Catherine Hoffmann grew an ovarian cyst the size of a 22-week-old baby and had to have her fallopian tube removed. Here, she turns her journey through many a doctor’s waiting room into an absurd mash-up of music, ritual and medical storytelling, where she and her two back up singers, or “poly-cysters”, sing their way through her journey back to health.

This is a raw personal story and Hoffmann’s fury at how little women are taught about their bodies rings loud and clear. But as a show it lacks clarity, both in performance and dramaturgy. Many aesthetic decisions feel gratuitous: fun in a rehearsal room but doing little for an audience. There are notes of care (one woman bathing the other with a sponge) and comedy (tying forceps at the thigh like guns) but as a whole the show is muckier than a surgeon’s post-op gown.  
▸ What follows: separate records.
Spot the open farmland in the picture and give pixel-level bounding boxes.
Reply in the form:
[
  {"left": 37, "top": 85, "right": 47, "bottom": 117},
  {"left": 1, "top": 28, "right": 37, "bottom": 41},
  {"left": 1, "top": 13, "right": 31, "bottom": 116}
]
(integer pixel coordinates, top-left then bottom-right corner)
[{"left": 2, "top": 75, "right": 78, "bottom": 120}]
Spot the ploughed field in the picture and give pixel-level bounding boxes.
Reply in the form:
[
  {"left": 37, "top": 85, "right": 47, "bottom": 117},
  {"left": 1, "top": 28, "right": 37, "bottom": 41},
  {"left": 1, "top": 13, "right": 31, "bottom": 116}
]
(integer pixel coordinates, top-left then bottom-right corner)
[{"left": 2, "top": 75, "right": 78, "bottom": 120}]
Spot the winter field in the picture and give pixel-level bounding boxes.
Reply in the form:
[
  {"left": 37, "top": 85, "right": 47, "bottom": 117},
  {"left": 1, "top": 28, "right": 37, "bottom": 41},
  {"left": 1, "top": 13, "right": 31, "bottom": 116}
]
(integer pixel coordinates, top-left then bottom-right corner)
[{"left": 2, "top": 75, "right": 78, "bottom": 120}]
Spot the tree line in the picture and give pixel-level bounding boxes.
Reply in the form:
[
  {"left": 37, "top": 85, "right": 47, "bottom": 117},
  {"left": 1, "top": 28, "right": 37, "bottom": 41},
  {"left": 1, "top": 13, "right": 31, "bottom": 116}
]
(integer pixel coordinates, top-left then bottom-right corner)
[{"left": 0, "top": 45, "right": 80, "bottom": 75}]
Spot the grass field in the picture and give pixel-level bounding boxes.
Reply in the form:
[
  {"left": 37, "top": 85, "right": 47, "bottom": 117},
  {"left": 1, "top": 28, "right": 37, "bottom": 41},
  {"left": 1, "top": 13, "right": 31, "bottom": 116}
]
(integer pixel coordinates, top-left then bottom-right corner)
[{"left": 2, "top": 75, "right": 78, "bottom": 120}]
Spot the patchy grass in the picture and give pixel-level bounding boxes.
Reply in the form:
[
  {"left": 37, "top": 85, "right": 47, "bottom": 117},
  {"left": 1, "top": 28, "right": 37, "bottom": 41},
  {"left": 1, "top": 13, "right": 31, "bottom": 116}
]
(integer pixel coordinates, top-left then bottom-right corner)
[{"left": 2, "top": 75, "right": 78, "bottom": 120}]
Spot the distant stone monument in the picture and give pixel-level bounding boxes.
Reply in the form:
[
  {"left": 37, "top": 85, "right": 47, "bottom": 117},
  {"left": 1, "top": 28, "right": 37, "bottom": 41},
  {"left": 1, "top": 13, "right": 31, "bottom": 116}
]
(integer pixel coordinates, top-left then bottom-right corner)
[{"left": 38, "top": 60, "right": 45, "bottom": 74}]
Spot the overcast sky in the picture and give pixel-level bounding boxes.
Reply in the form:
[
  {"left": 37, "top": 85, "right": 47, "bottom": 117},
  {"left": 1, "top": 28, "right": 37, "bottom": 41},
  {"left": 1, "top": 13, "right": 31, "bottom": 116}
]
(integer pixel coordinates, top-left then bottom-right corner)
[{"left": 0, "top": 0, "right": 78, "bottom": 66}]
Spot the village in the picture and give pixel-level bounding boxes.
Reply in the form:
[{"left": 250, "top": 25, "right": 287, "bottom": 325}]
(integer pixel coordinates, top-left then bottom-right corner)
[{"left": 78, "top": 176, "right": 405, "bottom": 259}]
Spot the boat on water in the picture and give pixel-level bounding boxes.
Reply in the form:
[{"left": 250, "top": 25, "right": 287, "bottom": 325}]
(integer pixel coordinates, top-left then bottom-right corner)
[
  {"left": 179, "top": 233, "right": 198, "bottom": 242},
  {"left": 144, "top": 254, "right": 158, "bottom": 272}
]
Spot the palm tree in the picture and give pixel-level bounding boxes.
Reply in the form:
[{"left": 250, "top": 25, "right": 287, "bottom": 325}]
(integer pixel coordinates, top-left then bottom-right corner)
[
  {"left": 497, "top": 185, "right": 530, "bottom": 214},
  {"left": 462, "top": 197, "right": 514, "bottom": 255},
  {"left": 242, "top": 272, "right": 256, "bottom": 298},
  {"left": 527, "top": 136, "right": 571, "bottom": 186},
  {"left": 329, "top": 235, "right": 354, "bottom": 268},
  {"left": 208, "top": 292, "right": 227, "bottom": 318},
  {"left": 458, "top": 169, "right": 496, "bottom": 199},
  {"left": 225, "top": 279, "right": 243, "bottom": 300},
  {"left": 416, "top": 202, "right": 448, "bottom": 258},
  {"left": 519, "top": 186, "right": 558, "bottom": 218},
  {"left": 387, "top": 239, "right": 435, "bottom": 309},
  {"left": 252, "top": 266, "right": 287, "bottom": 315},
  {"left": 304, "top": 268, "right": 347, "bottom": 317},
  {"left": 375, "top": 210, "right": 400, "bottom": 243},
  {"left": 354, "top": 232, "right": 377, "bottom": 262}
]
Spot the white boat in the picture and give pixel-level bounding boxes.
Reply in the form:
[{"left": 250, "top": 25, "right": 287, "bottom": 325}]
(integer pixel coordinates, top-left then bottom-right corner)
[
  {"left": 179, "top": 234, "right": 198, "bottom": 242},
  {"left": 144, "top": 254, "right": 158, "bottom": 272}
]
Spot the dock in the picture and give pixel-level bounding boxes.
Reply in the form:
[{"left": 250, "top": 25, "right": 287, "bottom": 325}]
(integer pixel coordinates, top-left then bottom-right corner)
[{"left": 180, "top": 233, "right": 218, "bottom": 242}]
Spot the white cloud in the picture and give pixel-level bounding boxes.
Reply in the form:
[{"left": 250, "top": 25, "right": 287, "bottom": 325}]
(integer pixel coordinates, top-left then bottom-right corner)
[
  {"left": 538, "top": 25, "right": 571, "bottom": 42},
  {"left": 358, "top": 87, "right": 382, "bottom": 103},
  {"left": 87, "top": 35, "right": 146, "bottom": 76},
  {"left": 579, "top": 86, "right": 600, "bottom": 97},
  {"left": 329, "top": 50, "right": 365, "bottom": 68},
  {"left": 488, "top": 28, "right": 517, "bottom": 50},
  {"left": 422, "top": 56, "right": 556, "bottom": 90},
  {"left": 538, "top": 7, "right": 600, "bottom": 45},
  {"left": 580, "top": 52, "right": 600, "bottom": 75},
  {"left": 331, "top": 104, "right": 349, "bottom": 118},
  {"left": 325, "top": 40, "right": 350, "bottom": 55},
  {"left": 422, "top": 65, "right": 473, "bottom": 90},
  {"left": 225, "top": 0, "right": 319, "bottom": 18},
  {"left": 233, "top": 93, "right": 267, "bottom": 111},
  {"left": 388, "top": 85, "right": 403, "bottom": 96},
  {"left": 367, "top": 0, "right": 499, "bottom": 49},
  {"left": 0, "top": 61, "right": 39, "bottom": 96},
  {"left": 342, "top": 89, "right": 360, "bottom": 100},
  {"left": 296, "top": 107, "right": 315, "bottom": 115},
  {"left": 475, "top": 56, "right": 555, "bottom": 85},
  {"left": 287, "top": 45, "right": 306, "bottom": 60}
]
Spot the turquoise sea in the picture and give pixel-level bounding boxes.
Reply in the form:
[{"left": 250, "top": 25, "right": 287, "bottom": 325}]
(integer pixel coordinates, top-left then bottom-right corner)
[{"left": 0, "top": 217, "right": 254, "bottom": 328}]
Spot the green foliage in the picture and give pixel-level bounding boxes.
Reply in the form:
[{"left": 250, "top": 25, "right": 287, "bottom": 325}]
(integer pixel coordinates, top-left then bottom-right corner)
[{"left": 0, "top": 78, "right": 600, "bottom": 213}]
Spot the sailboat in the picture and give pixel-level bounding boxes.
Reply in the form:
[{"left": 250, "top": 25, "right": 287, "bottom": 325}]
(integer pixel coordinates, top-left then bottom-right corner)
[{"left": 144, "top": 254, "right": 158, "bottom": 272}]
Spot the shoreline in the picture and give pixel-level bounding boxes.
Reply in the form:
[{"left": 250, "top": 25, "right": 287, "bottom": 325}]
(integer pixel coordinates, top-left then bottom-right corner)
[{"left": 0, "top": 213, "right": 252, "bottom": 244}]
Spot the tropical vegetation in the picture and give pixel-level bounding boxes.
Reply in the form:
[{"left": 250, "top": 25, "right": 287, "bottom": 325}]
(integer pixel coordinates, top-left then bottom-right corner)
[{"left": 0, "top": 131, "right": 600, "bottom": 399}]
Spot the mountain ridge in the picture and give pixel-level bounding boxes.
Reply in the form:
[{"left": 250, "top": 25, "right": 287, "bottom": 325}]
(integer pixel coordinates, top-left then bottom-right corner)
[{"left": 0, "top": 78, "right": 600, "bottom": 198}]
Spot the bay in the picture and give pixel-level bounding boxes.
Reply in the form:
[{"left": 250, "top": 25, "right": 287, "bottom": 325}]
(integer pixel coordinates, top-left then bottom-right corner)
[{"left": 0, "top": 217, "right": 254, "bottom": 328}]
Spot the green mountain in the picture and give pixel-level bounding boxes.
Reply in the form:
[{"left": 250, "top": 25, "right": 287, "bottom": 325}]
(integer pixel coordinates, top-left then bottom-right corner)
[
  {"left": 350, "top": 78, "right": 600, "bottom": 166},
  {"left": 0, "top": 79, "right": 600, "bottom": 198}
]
Hoffmann veers between awkward and authoritative. She whimpers one minute, leads a raunchy song the next and all of a sudden flips to yell in our faces. We’re never sure where we stand with her. The narrative lacks focus, with the actual operation glossed over and the rest of the show left to free-float.

The trio try to unpick and make sense of the medical jargon by shoe-horning the science awkwardly into show tunes, but the humour is cringeworthy and the comedic value runs out quickly. This is a topic we need to talk about more, but it'd be better just to sit with Hoffmann and have a chat about it instead.